Powerchip registered NT$2.26 billion (US$75.8 million) in September revenues, up 9.63% on month. Revenues for the third quarter of 2011 amounted to NT$8.25 billion, however, showing a 30.6% decrease from the prior quarter.
Powerchip is sticking to its plans to reduce its commodity DRAM exposure, according to company spokesperson Eric Tang. Its foundry business has been steadily growing, and is expected to sustain growth momentum in the fourth quarter, said Tang.

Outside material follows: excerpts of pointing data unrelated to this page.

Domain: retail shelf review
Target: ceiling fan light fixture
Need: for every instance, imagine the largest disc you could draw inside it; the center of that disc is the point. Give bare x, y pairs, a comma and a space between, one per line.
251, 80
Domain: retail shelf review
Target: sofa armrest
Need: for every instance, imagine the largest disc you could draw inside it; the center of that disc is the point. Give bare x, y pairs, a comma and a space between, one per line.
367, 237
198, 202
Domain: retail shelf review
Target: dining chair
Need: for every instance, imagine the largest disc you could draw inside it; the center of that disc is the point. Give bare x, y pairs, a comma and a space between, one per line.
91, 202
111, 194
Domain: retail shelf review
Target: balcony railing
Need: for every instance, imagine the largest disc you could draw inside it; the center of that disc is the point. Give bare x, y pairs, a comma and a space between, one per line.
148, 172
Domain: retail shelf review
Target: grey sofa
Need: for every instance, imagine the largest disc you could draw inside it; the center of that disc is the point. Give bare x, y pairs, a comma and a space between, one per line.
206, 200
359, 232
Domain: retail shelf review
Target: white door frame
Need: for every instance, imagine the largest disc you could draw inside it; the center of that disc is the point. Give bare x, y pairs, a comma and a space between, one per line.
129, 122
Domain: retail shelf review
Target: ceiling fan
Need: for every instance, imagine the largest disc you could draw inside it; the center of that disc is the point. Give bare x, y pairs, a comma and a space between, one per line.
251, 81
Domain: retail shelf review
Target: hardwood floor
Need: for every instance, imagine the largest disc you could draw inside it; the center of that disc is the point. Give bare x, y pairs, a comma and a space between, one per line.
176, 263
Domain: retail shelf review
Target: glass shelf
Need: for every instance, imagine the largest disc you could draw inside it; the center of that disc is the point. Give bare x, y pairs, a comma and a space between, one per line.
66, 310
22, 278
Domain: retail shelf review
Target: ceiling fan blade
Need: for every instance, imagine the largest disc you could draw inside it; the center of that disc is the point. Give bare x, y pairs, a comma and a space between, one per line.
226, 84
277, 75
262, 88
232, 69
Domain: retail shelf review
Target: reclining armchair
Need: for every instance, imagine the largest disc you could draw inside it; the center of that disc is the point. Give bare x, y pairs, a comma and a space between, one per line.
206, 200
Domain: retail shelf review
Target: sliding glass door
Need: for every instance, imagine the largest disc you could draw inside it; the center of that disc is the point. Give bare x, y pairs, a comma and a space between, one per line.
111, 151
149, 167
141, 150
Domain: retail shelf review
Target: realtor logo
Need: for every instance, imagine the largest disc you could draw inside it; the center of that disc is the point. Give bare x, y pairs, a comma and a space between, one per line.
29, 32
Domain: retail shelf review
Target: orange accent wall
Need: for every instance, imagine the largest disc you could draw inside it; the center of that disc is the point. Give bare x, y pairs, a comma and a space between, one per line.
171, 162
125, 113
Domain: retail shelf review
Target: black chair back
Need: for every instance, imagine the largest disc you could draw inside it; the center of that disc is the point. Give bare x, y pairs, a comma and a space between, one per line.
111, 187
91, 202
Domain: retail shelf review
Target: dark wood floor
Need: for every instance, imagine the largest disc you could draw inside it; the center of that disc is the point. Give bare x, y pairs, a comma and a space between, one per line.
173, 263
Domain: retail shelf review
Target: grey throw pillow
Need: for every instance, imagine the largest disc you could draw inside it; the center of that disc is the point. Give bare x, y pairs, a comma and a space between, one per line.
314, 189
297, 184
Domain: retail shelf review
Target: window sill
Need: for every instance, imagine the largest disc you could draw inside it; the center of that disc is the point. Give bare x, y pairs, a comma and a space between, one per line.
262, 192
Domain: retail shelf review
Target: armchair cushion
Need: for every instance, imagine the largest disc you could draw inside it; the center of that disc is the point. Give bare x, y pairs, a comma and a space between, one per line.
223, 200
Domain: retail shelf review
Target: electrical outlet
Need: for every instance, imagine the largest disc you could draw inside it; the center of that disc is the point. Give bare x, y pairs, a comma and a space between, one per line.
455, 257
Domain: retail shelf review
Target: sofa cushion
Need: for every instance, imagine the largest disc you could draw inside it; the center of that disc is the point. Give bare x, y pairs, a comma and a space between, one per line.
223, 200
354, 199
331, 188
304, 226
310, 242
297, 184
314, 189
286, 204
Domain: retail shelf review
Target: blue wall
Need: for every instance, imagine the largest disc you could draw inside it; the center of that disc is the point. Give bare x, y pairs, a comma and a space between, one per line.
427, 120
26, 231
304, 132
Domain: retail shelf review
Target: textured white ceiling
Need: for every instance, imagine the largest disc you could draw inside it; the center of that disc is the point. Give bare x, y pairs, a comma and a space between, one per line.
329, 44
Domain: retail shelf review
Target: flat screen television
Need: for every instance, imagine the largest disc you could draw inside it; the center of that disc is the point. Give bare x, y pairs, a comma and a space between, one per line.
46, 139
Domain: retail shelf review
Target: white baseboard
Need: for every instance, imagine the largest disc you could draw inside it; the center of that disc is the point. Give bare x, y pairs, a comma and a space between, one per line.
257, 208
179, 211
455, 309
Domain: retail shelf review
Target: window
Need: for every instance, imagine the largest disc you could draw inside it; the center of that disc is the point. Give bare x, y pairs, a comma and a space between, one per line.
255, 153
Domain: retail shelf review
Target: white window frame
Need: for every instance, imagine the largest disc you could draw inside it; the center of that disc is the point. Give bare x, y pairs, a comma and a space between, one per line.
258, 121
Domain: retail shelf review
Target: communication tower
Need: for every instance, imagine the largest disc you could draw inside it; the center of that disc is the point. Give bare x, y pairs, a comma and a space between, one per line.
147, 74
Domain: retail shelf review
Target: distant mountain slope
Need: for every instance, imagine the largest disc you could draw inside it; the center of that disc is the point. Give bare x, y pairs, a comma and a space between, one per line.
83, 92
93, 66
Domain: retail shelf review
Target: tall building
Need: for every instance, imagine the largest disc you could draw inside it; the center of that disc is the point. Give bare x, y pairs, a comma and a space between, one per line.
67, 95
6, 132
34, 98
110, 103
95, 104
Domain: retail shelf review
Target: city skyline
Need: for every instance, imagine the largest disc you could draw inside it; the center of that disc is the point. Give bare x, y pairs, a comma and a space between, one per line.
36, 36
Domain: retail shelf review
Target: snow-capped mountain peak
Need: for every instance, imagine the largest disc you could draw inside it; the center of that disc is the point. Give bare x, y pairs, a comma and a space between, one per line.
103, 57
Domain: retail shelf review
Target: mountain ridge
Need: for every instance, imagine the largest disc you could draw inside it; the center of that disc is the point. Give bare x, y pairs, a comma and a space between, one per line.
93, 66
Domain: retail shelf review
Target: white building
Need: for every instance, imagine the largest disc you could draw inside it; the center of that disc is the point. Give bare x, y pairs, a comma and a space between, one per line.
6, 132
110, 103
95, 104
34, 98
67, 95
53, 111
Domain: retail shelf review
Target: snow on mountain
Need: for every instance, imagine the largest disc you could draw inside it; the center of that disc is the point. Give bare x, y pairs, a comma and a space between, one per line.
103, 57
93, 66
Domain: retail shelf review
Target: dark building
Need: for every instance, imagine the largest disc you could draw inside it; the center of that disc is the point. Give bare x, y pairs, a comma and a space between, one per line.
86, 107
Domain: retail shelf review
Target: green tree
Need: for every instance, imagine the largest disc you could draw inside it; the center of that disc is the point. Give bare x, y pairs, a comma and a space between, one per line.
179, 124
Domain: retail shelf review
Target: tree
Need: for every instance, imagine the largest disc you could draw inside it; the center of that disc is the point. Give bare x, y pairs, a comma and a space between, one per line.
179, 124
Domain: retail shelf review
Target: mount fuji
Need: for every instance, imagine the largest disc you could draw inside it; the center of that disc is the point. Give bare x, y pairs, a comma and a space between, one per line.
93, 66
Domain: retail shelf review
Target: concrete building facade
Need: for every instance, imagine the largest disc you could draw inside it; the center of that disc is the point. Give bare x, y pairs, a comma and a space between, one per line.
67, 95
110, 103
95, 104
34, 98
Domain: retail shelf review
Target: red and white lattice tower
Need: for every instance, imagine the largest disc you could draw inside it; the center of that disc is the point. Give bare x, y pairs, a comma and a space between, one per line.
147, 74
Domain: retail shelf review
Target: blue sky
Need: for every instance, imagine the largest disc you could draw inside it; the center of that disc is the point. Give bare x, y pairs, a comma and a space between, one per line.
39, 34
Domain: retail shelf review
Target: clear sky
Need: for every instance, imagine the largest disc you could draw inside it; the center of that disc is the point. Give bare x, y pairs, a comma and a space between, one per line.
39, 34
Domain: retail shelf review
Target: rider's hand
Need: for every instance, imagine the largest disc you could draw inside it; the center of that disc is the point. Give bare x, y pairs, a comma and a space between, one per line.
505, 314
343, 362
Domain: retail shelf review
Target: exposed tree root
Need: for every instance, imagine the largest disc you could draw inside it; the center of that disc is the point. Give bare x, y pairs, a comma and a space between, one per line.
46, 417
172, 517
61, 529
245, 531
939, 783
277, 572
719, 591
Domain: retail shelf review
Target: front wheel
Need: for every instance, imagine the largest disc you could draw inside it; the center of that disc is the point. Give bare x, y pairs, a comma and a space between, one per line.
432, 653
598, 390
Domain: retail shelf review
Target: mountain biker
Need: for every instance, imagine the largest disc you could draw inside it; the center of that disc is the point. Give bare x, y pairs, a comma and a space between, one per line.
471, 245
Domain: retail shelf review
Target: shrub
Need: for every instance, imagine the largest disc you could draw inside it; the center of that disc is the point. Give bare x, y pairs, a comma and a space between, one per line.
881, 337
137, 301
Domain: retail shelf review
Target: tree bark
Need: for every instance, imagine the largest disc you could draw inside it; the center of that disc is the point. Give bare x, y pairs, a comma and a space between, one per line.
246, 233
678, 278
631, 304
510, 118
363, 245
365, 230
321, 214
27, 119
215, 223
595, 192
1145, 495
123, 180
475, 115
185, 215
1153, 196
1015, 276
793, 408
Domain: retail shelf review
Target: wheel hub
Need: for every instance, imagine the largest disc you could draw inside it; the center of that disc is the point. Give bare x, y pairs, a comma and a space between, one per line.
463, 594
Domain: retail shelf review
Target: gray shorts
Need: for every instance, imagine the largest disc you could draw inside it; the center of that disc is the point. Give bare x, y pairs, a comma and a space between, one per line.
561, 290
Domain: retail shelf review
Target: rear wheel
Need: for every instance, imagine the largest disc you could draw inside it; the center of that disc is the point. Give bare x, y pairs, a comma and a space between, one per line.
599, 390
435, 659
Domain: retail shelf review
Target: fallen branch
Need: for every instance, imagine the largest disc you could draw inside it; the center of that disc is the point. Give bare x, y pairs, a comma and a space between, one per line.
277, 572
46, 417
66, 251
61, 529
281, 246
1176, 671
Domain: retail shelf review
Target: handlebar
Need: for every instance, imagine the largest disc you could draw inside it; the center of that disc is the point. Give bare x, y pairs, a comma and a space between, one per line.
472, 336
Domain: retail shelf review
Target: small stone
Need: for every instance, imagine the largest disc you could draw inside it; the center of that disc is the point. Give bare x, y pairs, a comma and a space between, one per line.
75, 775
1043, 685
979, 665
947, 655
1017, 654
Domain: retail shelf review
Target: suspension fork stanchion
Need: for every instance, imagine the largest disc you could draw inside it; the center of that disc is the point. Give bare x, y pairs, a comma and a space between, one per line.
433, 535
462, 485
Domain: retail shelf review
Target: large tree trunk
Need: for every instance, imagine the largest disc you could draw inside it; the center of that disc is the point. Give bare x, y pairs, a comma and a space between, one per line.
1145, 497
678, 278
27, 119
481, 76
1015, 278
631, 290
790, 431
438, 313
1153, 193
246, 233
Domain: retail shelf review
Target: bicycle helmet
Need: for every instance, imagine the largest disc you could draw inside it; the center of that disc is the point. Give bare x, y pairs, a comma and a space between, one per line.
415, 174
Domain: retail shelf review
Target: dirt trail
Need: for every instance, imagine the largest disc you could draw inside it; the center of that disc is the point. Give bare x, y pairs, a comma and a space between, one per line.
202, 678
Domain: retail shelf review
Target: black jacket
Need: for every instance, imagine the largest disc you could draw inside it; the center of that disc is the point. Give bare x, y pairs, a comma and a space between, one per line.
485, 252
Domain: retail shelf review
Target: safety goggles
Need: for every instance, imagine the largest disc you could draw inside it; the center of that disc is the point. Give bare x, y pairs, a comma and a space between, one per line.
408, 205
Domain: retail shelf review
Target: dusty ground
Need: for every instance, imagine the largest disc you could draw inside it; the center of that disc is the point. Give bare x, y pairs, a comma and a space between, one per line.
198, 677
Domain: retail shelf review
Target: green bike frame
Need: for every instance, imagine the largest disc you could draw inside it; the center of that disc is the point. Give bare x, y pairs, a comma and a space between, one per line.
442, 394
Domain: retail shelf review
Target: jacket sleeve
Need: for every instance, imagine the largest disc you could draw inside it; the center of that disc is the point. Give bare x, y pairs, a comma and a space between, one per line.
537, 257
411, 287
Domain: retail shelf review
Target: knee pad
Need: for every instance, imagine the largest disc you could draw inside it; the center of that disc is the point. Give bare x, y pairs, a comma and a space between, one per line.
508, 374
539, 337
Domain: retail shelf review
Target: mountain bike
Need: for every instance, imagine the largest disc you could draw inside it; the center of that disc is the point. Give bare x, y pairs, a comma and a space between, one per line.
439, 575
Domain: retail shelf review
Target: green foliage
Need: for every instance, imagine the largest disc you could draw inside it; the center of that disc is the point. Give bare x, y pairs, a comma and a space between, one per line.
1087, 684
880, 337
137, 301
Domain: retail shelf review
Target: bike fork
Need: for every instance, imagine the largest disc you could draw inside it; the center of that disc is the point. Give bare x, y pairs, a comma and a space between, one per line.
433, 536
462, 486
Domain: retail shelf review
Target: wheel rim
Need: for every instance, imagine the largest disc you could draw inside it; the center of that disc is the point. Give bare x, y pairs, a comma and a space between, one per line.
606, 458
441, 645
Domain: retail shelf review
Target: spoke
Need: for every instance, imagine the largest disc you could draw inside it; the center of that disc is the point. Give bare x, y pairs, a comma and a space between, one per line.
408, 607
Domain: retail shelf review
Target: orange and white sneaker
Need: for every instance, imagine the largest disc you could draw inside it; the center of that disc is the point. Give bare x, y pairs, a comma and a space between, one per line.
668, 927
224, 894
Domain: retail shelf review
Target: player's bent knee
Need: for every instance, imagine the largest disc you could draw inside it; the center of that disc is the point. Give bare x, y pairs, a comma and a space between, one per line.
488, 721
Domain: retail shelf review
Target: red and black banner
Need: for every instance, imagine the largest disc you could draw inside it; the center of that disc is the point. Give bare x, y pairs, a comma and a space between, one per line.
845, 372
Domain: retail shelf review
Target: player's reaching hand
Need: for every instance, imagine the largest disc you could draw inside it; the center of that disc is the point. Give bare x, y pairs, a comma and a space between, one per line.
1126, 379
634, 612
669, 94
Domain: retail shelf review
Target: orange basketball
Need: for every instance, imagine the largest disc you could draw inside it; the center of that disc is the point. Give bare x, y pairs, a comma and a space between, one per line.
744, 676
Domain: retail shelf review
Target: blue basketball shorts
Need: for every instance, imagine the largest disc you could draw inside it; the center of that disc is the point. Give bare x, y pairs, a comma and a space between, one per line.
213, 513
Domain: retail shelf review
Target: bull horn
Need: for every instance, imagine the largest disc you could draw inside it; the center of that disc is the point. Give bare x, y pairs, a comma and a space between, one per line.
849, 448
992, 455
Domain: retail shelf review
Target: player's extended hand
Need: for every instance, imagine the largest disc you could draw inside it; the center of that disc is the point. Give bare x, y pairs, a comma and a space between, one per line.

Powerchip is set to reduce the ratio of PC DRAM to its total capacity to less than 50% by the end of 2011, while dedicating more efforts to production of non-DRAM products on an OEM basis such as LCD driver ICs, CMOS sensors and NAND flash chips, the company remarked previously.
Powerchip is looking to expand its OEM client base with more available capacities in-house, Tang indicated.
Powerchip now runs three 12-inch wafer fabs in Taiwan with a combined monthly capacity of 120,000-130,000 units. The company said previously that monthly capacity for PC DRAM products would decrease to about 40,000 units in the fourth quarter of 2011, from 80,000 originally.
A rebound in DRAM spot market prices also played another contributing factor to Powerchip's sequential sales rise in September, according to market observers. Production cutbacks at major Taiwan-based DRAM producers, including Powerchip, led to a modest recovery in prices during September.
Still, Powerchip is likely to remain unprofitable in the third quarter of 2011, affected by soft DRAM pricing, the observers estimated.